A source code escrow agreement is primarily advised to assist safeguard the enterprise's investment in software because the source code will be accessible through a reliable third party and can be retrieved in the event that the start-up vendor goes out of business.
The BEST method for determining an enterprise's risk appetite is:
Due to the fact that the steering committee includes senior management in its membership, it is ideally suited to ascertain the enterprise's risk appetite.
The activities that should be chosen for determining an earlier project completion time, which is to be gained by paying a premium for early completion, are those that:
The activity time of a crucial path is longer than that of any other path in the network. This route is crucial because, if everything goes according to plan, its length provides the project's quickest completion time. Activities that are on the critical route are at risk of crashing (i.e., for reduction in their time by payment of a premium for early completion). Activities with zero slack time are on a crucial path, and vice versa, activities on a critical path have zero slack time. A curve representing overall project expenditures vs time can be generated by gradually relaxing operations along a critical path.
Which of the following would BEST guarantee that a wide area network (WAN) is continuously operational throughout the organization?

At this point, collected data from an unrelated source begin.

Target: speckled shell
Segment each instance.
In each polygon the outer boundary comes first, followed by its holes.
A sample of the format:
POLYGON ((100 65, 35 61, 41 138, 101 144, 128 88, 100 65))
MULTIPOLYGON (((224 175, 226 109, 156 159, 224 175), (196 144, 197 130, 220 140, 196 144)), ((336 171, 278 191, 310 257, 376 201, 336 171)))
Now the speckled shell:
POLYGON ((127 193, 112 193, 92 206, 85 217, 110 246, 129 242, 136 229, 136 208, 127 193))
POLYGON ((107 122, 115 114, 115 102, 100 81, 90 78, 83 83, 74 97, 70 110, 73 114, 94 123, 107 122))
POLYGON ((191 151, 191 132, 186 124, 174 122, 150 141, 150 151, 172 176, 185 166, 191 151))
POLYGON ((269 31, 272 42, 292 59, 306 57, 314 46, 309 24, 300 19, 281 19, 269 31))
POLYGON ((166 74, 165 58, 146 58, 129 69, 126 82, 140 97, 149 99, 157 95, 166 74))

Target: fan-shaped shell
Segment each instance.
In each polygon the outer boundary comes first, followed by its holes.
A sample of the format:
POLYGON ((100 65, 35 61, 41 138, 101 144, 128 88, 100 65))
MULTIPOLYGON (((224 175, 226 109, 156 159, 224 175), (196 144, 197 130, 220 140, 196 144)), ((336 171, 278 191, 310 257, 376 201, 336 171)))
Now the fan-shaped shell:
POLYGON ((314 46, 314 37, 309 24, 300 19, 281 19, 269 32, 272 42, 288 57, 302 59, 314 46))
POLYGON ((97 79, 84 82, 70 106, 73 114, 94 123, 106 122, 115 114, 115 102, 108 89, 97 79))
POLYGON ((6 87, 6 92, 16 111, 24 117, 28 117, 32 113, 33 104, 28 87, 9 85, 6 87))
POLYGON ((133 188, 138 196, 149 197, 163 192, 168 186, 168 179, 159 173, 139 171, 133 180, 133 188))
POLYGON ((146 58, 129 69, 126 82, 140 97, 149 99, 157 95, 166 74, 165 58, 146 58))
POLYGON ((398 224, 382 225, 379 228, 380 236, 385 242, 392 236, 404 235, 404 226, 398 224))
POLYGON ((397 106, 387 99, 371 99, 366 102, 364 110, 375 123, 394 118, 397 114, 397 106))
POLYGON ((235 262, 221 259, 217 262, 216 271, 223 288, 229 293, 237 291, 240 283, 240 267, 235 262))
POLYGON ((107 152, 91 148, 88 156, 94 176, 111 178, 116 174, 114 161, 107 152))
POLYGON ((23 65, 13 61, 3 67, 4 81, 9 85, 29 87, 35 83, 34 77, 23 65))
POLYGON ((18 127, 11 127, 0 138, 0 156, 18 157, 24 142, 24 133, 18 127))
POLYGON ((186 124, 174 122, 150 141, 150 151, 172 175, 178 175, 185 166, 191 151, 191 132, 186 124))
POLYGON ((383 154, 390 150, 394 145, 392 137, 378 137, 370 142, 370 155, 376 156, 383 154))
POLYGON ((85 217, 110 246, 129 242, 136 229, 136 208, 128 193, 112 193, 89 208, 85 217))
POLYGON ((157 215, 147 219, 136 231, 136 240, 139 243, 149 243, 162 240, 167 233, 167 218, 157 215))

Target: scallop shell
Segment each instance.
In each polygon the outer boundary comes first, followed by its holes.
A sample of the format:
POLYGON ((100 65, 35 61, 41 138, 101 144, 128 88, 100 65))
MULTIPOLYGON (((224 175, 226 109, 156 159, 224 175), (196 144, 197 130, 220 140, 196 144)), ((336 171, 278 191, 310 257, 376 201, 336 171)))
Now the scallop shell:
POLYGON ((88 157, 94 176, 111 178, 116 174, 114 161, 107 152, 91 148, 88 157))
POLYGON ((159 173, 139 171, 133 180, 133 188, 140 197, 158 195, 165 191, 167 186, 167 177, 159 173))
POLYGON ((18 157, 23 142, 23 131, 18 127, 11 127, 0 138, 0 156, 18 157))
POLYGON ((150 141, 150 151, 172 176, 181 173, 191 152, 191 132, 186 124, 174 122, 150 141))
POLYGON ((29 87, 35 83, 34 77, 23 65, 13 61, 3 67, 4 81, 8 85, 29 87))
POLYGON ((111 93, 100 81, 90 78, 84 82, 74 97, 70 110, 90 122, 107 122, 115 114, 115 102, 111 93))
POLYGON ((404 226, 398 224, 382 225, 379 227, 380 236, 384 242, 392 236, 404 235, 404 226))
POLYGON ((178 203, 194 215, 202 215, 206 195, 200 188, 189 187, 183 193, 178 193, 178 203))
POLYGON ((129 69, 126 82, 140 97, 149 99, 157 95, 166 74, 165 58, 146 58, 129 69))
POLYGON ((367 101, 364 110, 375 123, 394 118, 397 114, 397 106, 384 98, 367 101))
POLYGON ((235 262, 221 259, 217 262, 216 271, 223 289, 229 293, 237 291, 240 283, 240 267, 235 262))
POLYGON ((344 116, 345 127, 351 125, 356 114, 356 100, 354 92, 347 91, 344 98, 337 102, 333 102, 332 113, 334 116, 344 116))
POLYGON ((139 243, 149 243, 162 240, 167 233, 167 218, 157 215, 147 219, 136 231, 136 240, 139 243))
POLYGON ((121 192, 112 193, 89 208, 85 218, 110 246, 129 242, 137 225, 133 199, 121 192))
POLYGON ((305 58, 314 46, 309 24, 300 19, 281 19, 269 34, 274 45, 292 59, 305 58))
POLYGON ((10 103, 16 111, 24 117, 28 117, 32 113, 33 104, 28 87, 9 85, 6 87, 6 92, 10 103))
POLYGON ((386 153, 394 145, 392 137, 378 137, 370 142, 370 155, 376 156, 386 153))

Due to the possibility of automatic message rerouting, alternative routing would guarantee that the network would function even in the event of a communication device malfunction or a broken link.
A data center's physical security controls are being examined by an IS auditor, who finds various cause for concern. Which one of the following is the MOST crucial?
The obstruction of the emergency escape is the most significant issue because life safety is always the top priority.
The original code was later restored when a malicious programmer changed a production software to alter data. Which of the following would be able to catch the malicious activity the BEST?
The only trail that could lead to details about the illegal activity in the production library is a review of system log files.
An IS auditor is tasked with auditing a software development project that is more than 80% finished but has already gone over budget by 25% and by 10% in terms of time. What should the IS auditor do out of the following?
An IS auditor must comprehend the project and the causes that led to it going over budget and behind time before making any recommendations.